Malaise dans la démocratie
The upheavals that have taken place since the 1960s and the simultaneous “cultural revolution” produced fractures in democratic countries, revealing contradictory concepts of the relationships we have with work, education culture and religion.
This book highlights the posturing and deceitfulness of our individualist conformity which is sheltered from the trials of real life and of history while asserting itself as the incarnation of modernity and progress. It reveals how a new concept of the human condition has imperceptibly spread not only thanks to modernist trends in education, management, and cultural and celebratory events, but also thanks to behavioural therapies, neo-Buddhism and environmentalism.

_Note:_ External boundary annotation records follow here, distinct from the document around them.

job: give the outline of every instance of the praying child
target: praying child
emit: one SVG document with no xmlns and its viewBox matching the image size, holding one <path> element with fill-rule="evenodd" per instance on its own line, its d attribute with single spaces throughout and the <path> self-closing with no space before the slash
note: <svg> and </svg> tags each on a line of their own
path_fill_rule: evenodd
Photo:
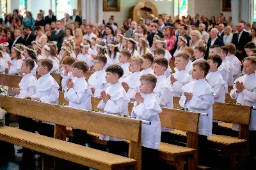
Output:
<svg viewBox="0 0 256 170">
<path fill-rule="evenodd" d="M 159 114 L 162 112 L 153 93 L 157 78 L 152 74 L 145 74 L 140 81 L 140 93 L 144 95 L 142 97 L 140 93 L 136 93 L 131 114 L 137 120 L 151 122 L 151 125 L 142 125 L 142 167 L 143 169 L 155 169 L 157 166 L 152 155 L 154 150 L 160 148 L 161 122 Z"/>
<path fill-rule="evenodd" d="M 105 55 L 99 55 L 94 59 L 93 66 L 96 72 L 92 74 L 88 82 L 95 97 L 100 97 L 101 91 L 109 86 L 105 78 L 106 71 L 104 69 L 106 63 L 107 58 Z"/>
<path fill-rule="evenodd" d="M 131 73 L 122 80 L 122 86 L 132 102 L 135 102 L 135 95 L 139 91 L 140 68 L 143 60 L 140 57 L 133 57 L 129 60 L 129 71 Z"/>
<path fill-rule="evenodd" d="M 173 96 L 175 97 L 180 97 L 183 93 L 182 88 L 192 81 L 190 75 L 186 71 L 186 66 L 189 60 L 189 56 L 184 52 L 177 54 L 175 63 L 179 71 L 172 73 L 167 78 L 173 89 Z"/>
<path fill-rule="evenodd" d="M 221 65 L 222 59 L 218 54 L 208 57 L 207 61 L 210 65 L 210 72 L 206 75 L 206 80 L 214 91 L 214 101 L 225 103 L 225 91 L 227 86 L 218 68 Z"/>
</svg>

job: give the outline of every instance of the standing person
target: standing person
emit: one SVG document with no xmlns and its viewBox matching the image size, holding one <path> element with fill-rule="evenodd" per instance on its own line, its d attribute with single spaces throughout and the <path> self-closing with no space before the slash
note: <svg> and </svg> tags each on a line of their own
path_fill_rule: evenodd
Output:
<svg viewBox="0 0 256 170">
<path fill-rule="evenodd" d="M 56 30 L 52 32 L 51 41 L 55 41 L 57 42 L 58 51 L 60 52 L 65 35 L 65 32 L 61 30 L 61 22 L 60 20 L 57 20 L 56 22 Z"/>
<path fill-rule="evenodd" d="M 234 43 L 237 49 L 236 56 L 240 60 L 246 57 L 246 52 L 244 50 L 244 47 L 252 40 L 249 33 L 243 31 L 244 27 L 244 24 L 242 23 L 237 24 L 237 33 L 233 35 L 232 40 L 232 43 Z"/>
</svg>

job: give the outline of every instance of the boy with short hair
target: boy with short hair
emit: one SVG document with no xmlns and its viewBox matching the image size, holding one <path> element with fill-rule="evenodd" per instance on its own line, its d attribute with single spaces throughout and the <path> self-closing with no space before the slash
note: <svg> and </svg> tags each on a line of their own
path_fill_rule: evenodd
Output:
<svg viewBox="0 0 256 170">
<path fill-rule="evenodd" d="M 123 69 L 120 66 L 113 65 L 108 67 L 106 72 L 106 79 L 108 83 L 110 83 L 110 86 L 100 93 L 101 100 L 98 104 L 98 108 L 103 109 L 106 114 L 128 116 L 128 103 L 130 102 L 130 98 L 123 86 L 118 82 L 119 79 L 123 76 Z M 117 142 L 123 141 L 122 139 L 102 134 L 100 135 L 99 139 Z M 113 145 L 119 144 L 119 143 L 112 143 Z M 109 152 L 122 154 L 118 147 L 111 147 Z"/>
<path fill-rule="evenodd" d="M 162 112 L 153 93 L 157 78 L 152 74 L 144 74 L 140 79 L 140 93 L 136 95 L 136 102 L 132 111 L 132 117 L 147 120 L 151 125 L 142 125 L 142 167 L 143 169 L 155 169 L 157 165 L 154 157 L 155 149 L 160 148 L 161 122 L 159 114 Z"/>
<path fill-rule="evenodd" d="M 120 81 L 125 78 L 131 72 L 129 71 L 129 60 L 131 58 L 131 52 L 128 50 L 123 50 L 119 54 L 119 61 L 122 63 L 121 65 L 124 70 L 124 75 L 120 77 Z"/>
<path fill-rule="evenodd" d="M 206 75 L 206 79 L 215 92 L 214 101 L 225 103 L 225 89 L 227 88 L 227 86 L 218 71 L 222 59 L 219 55 L 215 54 L 209 56 L 207 61 L 210 65 L 210 72 Z"/>
<path fill-rule="evenodd" d="M 133 57 L 129 60 L 129 71 L 131 73 L 122 80 L 122 86 L 130 98 L 131 102 L 135 102 L 135 95 L 140 90 L 140 68 L 143 60 L 140 57 Z"/>
<path fill-rule="evenodd" d="M 93 66 L 96 72 L 91 75 L 88 83 L 95 97 L 100 97 L 101 91 L 109 86 L 105 78 L 106 71 L 104 69 L 107 61 L 108 59 L 105 55 L 99 55 L 94 59 Z"/>
<path fill-rule="evenodd" d="M 63 91 L 66 91 L 67 81 L 68 79 L 72 79 L 73 75 L 72 73 L 72 65 L 75 63 L 75 59 L 70 56 L 66 57 L 62 64 L 63 65 L 63 72 L 60 75 L 62 77 L 61 79 L 61 89 Z"/>
<path fill-rule="evenodd" d="M 236 48 L 233 43 L 228 43 L 226 45 L 228 49 L 228 54 L 226 59 L 228 60 L 234 66 L 233 72 L 233 79 L 236 80 L 241 76 L 241 61 L 235 56 L 236 53 Z"/>
<path fill-rule="evenodd" d="M 154 57 L 152 54 L 150 53 L 147 53 L 143 54 L 142 58 L 143 58 L 143 64 L 142 65 L 141 68 L 143 68 L 143 70 L 140 72 L 141 76 L 148 73 L 154 74 L 154 70 L 151 68 L 154 62 Z"/>
<path fill-rule="evenodd" d="M 205 48 L 203 46 L 197 46 L 195 48 L 194 56 L 196 60 L 193 63 L 203 60 L 204 57 L 204 54 L 205 53 Z"/>
<path fill-rule="evenodd" d="M 84 77 L 88 70 L 88 66 L 84 61 L 76 61 L 72 65 L 72 74 L 75 78 L 67 80 L 67 91 L 64 93 L 65 99 L 68 102 L 68 107 L 84 110 L 92 109 L 92 93 Z M 72 131 L 74 143 L 84 146 L 87 132 L 74 128 Z"/>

A perfect “bubble” has been created while the violence of the world is knocking at our door.
By failing to address these questions, democracies are condemning themselves to continued blindness to their own internal weaknesses which leave them ill-equipped to confront new global disruptions and enemies bent on their destruction. Camus said: “Each generation probably thinks it is dedicated to making the world a better place. And yet mine knows it won’t succeed in that. But our task is perhaps even bigger. It is to stop the world becoming a worse place.” This is even more of a necessity now.
With a background in philosophy, the sociologist Jean-Pierre Le Goff has written many books including Mai 68, l’héritage impossible, La France morcelée, La Gauche à l’épreuve and La Fin du village.